As I stated in a previous post, there are many aspects of life in Ottawa that have been painted by Harper's brush. The former Ottawa River Parkway is one example. I grew up about a block from that river and I remember when the houses closer to the river were expropriated and the scenic driveway was created. It was in the early sixties I think. That four lane parkway is just one little piece of Ottawa's complicated jurisdiction. Unlike other cities, decisions in Ottawa are often complicated by the fact that this is the capital city. There is a lot of land that is federally owned. Relationships between the feds and municipal politicians are not always friendly. Anyhow the Ottawa River Parkway is maintained by the National Capital Commission, a federal Crown corporation.
Since its creation, it was known as the Ottawa River Parkway, probably because it runs along....the Ottawa River. It ends as Wellington Street starts, with The Canadian War Museum, the Supreme Court Building, Parliament Hill ...the whole nine yards. For maybe fifty years it was the Ottawa River Parkway but no more. In August of 2012, Minister John Baird, the minister responsible for the National Capital Commission, renamed the route as the Sir John A. Macdonald Parkway. Earlier in that same year the former Bank of Montreal Building on Wellington Street was also renamed..the Sir John A. Macdonald Building.
I am not arguing about the importance of Canada's first Prime Minister. I'm just saying that with Harper, you're far more likely to have a building or roadway named after you, if you happen to be a Conservative.
As with the summer Mosaika film on Parliament Hill, Harper loves to insert a little military history whenever he has a chance, even if it is temporary, like in an ice sculpture.
For years, Winterlude and Ottawa's Canada Day festivities were organized and run by the National Capital Commission. However, the March 2013 federal budget stripped the NCC of its responsibilities for those two major Ottawa events. Now the federal Department of Canadian Heritage has that role. This is all leading up to 2017, the celebration of Canada's 150th anniversary of Confederation. That federal department will have total control of that major event.
Anyhow, back to this year's Winterlude, the first one run by the Heritage Department.
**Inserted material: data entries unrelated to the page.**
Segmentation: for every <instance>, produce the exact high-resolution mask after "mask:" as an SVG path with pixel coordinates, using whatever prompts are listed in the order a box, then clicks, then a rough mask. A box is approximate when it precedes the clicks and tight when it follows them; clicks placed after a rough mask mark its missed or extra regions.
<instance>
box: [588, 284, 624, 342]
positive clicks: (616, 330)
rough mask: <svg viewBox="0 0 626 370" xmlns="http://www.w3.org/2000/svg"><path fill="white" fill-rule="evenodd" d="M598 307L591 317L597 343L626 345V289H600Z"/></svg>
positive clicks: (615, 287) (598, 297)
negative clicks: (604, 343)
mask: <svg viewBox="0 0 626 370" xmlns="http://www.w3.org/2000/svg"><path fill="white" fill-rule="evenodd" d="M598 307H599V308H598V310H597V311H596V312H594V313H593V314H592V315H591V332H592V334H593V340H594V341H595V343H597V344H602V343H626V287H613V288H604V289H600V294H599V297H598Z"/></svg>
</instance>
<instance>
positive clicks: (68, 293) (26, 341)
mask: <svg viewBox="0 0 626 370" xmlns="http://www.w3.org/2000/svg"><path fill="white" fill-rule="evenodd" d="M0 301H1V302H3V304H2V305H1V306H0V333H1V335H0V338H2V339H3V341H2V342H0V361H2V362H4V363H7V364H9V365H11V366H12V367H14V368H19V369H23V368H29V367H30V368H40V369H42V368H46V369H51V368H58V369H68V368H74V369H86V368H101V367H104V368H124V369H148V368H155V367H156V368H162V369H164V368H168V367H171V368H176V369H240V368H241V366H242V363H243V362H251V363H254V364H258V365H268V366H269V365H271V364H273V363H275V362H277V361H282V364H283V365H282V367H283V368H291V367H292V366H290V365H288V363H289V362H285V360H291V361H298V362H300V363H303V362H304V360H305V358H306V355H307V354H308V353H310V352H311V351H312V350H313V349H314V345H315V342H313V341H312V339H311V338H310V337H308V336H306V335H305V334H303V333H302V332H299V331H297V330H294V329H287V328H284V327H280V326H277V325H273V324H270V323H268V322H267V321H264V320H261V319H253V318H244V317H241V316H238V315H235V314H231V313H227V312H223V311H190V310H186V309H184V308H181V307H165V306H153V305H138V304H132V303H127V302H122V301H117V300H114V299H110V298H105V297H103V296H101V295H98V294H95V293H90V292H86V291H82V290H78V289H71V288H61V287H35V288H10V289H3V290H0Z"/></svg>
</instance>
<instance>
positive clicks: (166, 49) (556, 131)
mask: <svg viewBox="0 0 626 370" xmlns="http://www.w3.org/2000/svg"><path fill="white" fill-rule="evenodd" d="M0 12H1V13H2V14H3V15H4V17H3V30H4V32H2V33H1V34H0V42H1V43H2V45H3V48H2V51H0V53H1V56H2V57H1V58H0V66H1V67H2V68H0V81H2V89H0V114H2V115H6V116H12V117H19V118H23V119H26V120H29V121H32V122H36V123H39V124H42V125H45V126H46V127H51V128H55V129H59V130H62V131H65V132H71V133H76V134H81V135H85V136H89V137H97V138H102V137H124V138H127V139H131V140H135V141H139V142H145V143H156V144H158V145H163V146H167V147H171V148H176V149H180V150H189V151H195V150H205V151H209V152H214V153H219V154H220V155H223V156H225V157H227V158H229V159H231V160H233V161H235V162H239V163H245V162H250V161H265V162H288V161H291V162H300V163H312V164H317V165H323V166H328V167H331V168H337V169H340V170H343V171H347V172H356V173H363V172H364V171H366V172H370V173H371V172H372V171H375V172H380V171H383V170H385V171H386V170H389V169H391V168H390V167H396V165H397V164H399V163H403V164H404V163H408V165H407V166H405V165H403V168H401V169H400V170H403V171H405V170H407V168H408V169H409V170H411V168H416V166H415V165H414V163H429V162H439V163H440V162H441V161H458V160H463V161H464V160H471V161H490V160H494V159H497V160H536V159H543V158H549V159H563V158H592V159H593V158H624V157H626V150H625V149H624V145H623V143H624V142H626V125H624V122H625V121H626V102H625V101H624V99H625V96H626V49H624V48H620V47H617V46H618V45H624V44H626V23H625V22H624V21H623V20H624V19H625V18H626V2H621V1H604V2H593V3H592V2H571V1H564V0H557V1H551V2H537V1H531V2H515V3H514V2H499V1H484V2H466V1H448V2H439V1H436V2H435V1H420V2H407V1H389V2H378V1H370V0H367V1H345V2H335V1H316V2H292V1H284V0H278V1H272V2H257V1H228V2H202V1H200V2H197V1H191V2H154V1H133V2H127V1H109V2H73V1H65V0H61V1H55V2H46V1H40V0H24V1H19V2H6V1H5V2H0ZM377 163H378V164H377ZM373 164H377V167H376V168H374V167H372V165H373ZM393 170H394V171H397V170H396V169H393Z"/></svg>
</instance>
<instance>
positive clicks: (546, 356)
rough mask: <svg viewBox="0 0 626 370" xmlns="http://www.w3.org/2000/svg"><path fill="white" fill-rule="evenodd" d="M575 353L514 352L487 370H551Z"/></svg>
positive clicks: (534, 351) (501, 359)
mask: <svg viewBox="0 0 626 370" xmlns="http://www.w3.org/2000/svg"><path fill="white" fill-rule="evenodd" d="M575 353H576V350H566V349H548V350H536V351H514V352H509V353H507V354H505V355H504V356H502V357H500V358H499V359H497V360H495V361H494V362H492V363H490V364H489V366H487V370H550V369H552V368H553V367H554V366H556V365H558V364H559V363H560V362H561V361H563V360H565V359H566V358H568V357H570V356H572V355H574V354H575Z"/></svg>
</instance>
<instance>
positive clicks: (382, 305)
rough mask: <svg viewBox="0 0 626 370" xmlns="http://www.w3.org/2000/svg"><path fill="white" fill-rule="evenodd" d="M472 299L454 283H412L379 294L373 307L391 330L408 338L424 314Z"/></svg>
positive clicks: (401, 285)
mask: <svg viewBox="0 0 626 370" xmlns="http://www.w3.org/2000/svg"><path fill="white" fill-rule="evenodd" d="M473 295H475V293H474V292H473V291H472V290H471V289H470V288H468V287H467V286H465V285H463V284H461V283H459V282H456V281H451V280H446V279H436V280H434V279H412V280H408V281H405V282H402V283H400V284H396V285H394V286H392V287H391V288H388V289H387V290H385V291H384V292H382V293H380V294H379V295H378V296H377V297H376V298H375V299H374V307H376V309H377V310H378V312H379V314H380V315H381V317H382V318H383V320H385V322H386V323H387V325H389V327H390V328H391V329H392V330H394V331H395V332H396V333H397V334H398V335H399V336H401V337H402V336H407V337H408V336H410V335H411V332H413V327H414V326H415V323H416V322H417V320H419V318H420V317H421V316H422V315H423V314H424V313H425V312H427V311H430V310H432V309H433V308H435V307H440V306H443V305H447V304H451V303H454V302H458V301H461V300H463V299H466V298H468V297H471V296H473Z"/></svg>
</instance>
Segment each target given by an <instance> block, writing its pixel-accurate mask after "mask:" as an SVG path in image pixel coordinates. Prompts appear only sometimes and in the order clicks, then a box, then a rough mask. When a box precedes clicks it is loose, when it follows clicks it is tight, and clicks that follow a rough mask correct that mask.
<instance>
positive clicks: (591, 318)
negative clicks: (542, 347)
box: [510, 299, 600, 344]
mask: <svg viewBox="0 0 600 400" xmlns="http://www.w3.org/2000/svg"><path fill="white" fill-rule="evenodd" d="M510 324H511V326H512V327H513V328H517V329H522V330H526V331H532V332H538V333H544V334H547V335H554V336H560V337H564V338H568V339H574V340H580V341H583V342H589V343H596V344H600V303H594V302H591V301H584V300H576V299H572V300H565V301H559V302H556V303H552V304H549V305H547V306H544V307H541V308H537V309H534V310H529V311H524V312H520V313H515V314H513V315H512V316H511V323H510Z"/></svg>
While admiring the ice sculptures we certainly noticed this one, set part from the others in a prominent location near the front of Confederation Park.
It is a train scene. There are soldiers on board the train, leaning out to wave goodbye to folks on the platform. It was an impressive sculpture. It is to commemorate the 100th anniversary of the start of World War One.
Again, I am not saying that this was not a significant event. I'm just saying that when you go to Winterlude, to look at the sculptures and listen to music and eat a Beavertail, you are not necessarily thinking that this year just happens to be that anniversary. Unless you're Stephen Harper.
We can only imagine what they are cooking up for this year's Canada Day!